This is an archive of the discontinued LLVM Phabricator instance.

Fix a stack overflow in ScalarEvolution.
ClosedPublic

Authored by jreiffers on Jul 14 2022, 2:06 AM.

Details

Summary

Unfortunately, this overflow is extremely hard to reproduce reliably (in fact, I was unable to do so). The issue is that:

  • getOperandsToCreate sometimes skips creating an SCEV for the LHS
  • then, createSCEV is called for the BinaryOp
  • ... which calls getNoWrapFlagsFromUB
  • ... which under certain circumstances calls isSCEVExprNeverPoison
  • ... which under certain circumstances requires the SCEVs of all operands

For certain deep dependency trees, this causes a stack overflow.

Diff Detail

Event Timeline

jreiffers created this revision.Jul 14 2022, 2:06 AM
Herald added a project: Restricted Project. · View Herald TranscriptJul 14 2022, 2:06 AM
jreiffers requested review of this revision.Jul 14 2022, 2:06 AM
Herald added a project: Restricted Project. · View Herald TranscriptJul 14 2022, 2:06 AM
nikic added a subscriber: nikic.

Before doing something like this, we should evaluate compile-time impact of dropping this optimization entirely.

jreiffers added a comment.EditedJul 14 2022, 2:17 AM

Before doing something like this, we should evaluate compile-time impact of dropping this optimization entirely.

Happy to do that. programUndefinedIfPoison looks fairly expensive on its own. I'm fairly new to this project, do you have a pointer what to run? Also, unfortunately some tests appear to depend on this optimization.

It would also be great if I could drop the optimization in a follow-up, since this bug is currently causing production issues for us (and I'm not sure how long the tests will take to fix).

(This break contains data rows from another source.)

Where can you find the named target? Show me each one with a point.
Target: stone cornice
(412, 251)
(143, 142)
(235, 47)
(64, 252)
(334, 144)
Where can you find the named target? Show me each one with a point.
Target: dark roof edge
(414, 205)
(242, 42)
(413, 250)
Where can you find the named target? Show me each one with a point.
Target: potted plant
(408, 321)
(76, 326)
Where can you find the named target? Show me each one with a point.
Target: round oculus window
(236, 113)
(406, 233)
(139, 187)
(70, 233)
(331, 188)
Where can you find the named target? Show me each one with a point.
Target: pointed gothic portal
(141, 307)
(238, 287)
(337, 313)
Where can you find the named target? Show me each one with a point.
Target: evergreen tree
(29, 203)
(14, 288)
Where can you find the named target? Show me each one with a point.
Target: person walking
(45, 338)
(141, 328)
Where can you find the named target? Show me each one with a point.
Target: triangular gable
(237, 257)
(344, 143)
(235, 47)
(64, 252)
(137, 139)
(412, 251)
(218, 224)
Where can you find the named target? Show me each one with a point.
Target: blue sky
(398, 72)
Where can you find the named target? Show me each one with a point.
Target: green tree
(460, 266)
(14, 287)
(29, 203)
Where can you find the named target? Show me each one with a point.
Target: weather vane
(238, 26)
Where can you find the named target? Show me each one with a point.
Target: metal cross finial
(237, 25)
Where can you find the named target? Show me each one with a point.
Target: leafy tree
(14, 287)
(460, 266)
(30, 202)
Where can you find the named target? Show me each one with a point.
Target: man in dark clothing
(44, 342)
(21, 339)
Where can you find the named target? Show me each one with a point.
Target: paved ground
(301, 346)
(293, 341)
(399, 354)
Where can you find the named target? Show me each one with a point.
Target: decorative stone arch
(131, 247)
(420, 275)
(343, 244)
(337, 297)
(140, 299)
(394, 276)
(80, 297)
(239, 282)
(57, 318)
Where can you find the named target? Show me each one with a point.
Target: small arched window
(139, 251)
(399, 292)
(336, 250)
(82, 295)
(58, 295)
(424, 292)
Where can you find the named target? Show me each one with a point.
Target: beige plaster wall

fhahn added a comment.Jul 14 2022, 8:35 AM

Before doing something like this, we should evaluate compile-time impact of dropping this optimization entirely.

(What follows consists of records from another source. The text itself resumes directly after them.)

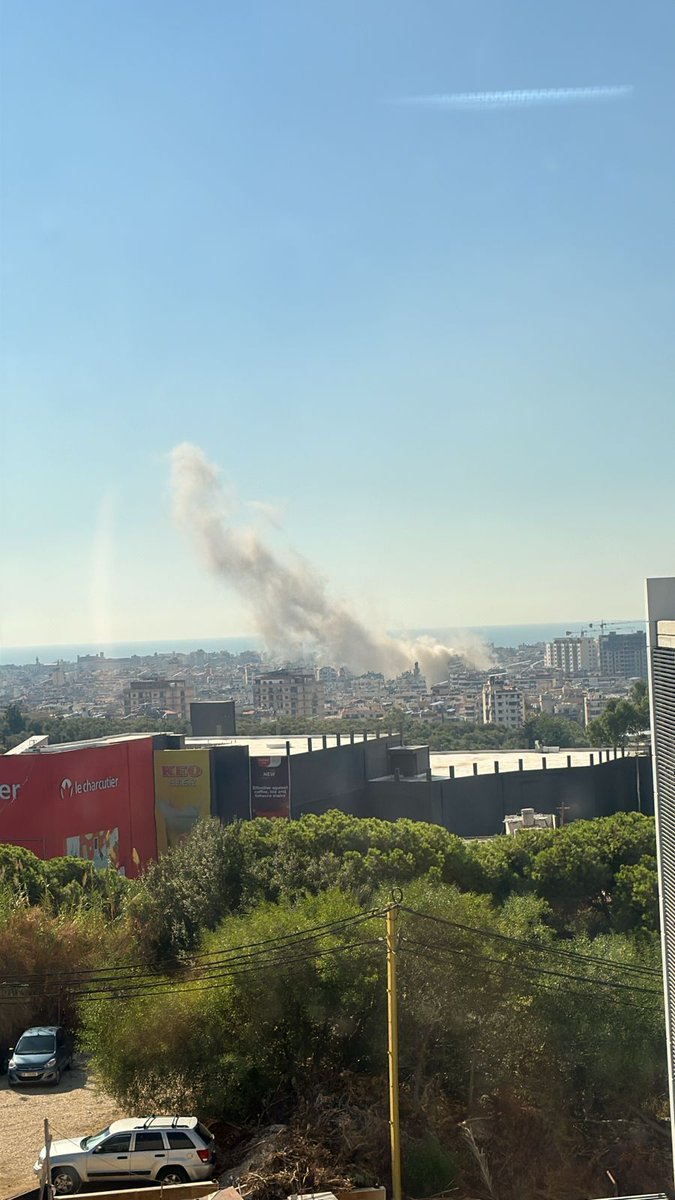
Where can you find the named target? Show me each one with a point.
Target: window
(117, 1144)
(179, 1140)
(149, 1140)
(204, 1134)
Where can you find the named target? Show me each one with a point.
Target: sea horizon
(505, 636)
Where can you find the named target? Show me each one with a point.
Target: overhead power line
(538, 947)
(232, 955)
(596, 981)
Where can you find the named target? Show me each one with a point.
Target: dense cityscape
(574, 677)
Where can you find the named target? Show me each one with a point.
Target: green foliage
(553, 731)
(577, 874)
(60, 885)
(478, 1013)
(428, 1168)
(257, 1035)
(226, 869)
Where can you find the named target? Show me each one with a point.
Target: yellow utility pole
(393, 1050)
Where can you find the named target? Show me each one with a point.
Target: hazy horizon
(407, 281)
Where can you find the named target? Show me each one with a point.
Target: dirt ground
(75, 1107)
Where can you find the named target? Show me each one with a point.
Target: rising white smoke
(287, 599)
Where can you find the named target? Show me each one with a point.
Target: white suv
(168, 1150)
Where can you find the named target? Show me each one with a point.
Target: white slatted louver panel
(661, 606)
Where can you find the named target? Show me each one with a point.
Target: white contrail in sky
(526, 97)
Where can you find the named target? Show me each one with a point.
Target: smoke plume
(287, 598)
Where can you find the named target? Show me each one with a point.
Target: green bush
(428, 1168)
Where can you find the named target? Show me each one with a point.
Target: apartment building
(661, 624)
(502, 705)
(288, 694)
(572, 655)
(167, 695)
(623, 655)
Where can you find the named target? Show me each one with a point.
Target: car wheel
(66, 1181)
(173, 1175)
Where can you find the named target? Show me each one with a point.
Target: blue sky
(440, 340)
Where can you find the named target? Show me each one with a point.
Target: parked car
(40, 1056)
(165, 1150)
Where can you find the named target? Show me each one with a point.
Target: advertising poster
(95, 802)
(183, 793)
(102, 849)
(270, 787)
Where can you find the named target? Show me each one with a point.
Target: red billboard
(270, 787)
(96, 803)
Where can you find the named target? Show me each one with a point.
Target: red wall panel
(84, 796)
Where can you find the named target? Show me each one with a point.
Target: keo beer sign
(270, 786)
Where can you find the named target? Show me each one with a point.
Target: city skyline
(431, 333)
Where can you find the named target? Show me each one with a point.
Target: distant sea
(499, 635)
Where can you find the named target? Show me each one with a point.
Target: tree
(554, 731)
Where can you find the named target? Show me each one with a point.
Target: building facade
(502, 705)
(288, 694)
(661, 624)
(572, 655)
(623, 655)
(166, 695)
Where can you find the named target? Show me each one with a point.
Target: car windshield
(94, 1140)
(36, 1043)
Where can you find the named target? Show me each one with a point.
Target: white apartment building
(502, 705)
(288, 694)
(572, 654)
(661, 660)
(167, 695)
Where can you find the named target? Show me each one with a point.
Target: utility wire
(222, 975)
(215, 958)
(542, 948)
(511, 970)
(536, 970)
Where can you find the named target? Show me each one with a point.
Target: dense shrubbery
(489, 1007)
(596, 876)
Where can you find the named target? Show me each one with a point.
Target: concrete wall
(350, 778)
(213, 718)
(336, 778)
(231, 797)
(475, 807)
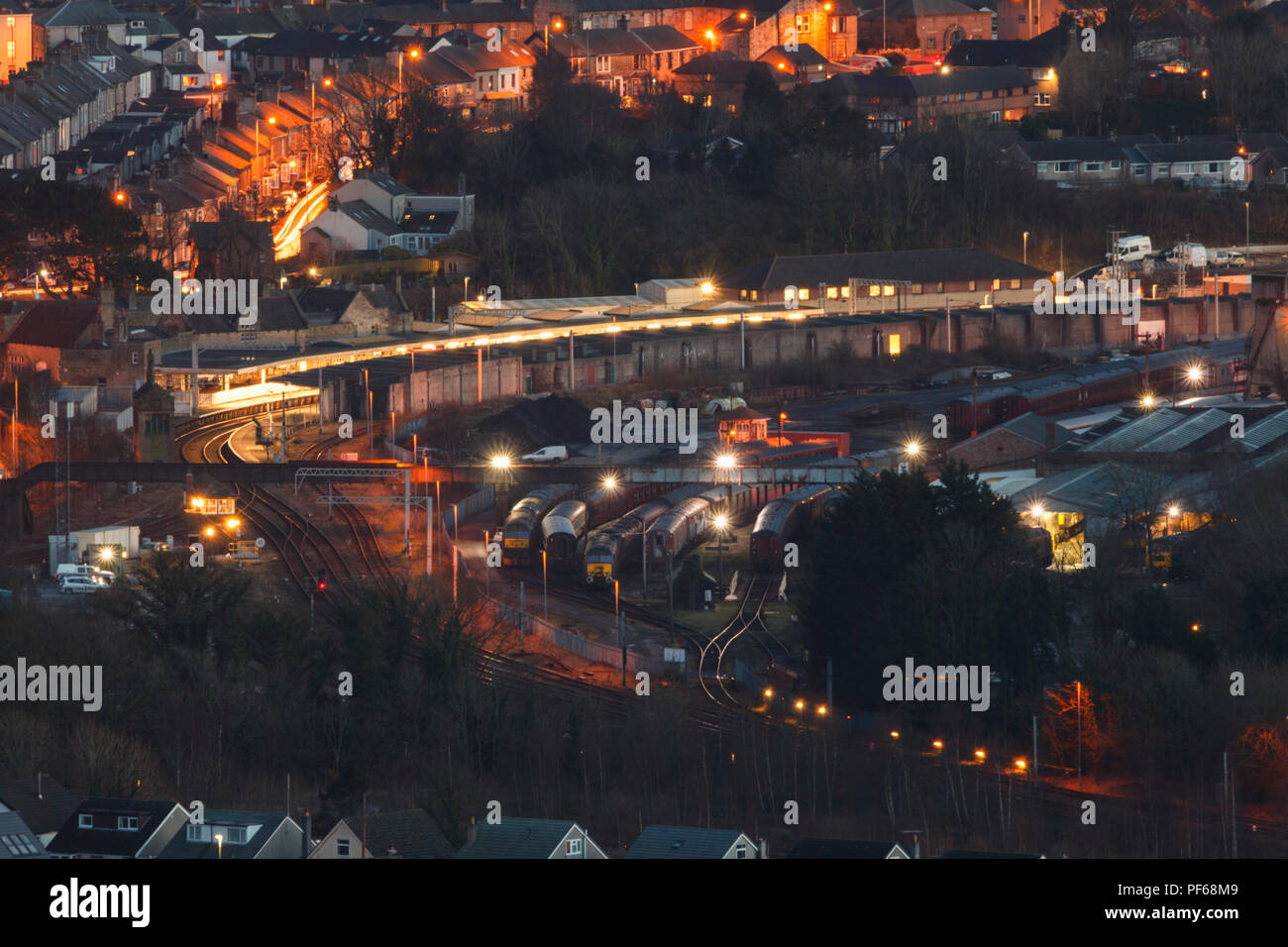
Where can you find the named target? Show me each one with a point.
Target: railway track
(712, 655)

Happy to do that. programUndefinedIfPoison looks fairly expensive on its own. I'm fairly new to this project, do you have a pointer what to run? Also, unfortunately some tests appear to depend on this optimization.

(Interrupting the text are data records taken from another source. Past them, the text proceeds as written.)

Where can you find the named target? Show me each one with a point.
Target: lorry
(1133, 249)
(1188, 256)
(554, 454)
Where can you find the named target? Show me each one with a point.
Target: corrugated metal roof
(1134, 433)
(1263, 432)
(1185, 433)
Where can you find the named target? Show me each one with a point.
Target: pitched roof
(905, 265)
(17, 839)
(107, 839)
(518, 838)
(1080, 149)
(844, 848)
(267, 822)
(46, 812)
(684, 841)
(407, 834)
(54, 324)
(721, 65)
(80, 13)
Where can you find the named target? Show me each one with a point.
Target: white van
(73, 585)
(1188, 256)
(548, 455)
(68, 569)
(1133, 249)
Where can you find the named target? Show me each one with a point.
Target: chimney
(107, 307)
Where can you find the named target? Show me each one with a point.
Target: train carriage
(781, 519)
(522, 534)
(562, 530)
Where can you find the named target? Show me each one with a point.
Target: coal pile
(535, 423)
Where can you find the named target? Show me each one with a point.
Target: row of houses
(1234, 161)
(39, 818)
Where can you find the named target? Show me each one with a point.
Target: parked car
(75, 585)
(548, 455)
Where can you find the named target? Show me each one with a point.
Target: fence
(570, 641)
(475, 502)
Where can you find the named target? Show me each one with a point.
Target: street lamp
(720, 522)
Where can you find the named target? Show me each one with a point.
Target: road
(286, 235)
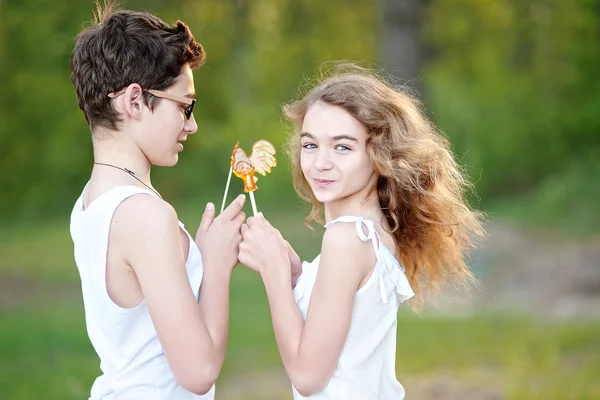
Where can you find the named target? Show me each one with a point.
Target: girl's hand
(264, 250)
(218, 238)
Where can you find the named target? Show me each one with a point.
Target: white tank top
(367, 366)
(132, 360)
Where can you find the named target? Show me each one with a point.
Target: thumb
(208, 216)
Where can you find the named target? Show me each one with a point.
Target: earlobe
(133, 99)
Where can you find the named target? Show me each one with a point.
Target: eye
(341, 147)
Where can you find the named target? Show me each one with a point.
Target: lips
(323, 182)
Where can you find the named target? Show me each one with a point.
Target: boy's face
(160, 133)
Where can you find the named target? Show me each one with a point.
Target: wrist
(217, 271)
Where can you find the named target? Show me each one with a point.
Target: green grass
(45, 351)
(565, 203)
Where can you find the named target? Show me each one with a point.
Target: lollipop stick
(226, 189)
(253, 201)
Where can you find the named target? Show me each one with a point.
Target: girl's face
(160, 133)
(333, 155)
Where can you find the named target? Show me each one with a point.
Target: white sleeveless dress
(132, 359)
(366, 369)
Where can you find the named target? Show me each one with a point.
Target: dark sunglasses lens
(189, 109)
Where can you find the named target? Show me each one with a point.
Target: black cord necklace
(130, 172)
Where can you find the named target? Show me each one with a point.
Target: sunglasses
(190, 103)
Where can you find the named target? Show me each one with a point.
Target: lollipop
(261, 160)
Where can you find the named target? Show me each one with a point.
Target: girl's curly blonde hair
(421, 187)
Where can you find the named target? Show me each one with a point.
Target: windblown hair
(421, 188)
(125, 47)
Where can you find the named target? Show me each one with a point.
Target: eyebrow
(333, 138)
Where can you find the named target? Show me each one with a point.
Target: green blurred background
(515, 85)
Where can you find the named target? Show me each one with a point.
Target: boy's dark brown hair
(123, 47)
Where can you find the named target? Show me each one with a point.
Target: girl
(157, 334)
(397, 224)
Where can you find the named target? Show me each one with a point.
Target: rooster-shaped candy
(261, 160)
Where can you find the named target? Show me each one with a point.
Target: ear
(133, 101)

It would also be great if I could drop the optimization in a follow-up, since this bug is currently causing production issues for us (and I'm not sure how long the tests will take to fix).

Would it be possible to share a reproducer? Is this a new stack overflow?

jreiffers added a comment.EditedJul 14 2022, 9:13 AM

Would it be possible to share a reproducer? Is this a new stack overflow?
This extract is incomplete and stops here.